Whether or not retail investors are getting involved, the professional institutions do not seem to be rushing in – at least not at the expense of equities.
“In terms of observed equity investor behaviour, it’s fair to say that we’ve seen very few crossover buyers of high grade bonds to date,” says Steve Dulake, European credit strategist at JPMorgan. “Our sense, at least based on our conversations with this community, is that high-grade bond implied rates of return are too low.”
In mid-November, it was easy to find quite a broad selection of high-quality credits that had been beaten up by forced selling.
But now, even the simplistic apparent better value of current corporate bond yields versus implied dividend yields might only reflect a premium for the lack of liquidity in bond markets, Mr Dulake says.
“The yield advantage which corporate bonds appear to offer over stocks is very consistent with our estimate of the market liquidity premium; as we’ve said before, this is arguably a function of a lack of available funding,” he says.
Beyond relative value, investors also have to take into account their view of the likely path of interest rates and inflation.
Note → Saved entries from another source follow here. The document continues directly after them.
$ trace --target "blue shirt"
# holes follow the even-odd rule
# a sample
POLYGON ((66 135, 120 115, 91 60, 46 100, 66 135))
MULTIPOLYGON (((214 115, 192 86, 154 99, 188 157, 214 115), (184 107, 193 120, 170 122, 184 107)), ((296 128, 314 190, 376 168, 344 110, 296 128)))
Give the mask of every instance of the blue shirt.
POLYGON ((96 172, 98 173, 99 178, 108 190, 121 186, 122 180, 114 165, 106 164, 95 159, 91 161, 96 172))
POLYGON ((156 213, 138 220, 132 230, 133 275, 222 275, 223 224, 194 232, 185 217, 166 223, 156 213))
A long period of deflation favours bond investments, whereas a risk of high or hyper-inflation as a result of central bank money printing would favour equities.
Morgan Stanley analysts in a cross asset-class assessment this week say their base case is for a temporary spell of deflation. “Massive global policy stimulus will prevent a sustained deflationary spiral; a temporary deflation scare gives way to a return to moderate inflation in 2010,” they reckon, although they think inflation will be more volatile.
This view indicates to them that investors should prefer cash to equities, while they also recommend being over-weight in investment grade corporate bonds with a bias towards defensive sectors.
But would it make any difference to credit markets if equity investors were moving into corporate bonds? There is an argument that, just as with the capital structure of a company, the world’s debt markets greatly exceed the size of its equity markets – and equity investors are never going to sell all their holdings.
But Jeff Amato, credit strategist at Goldman Sachs in London, argues that if equity investors are entering the credit markets they could make a difference. “Any decent sized marginal buyer coming into the market ought to have an impact on spreads.”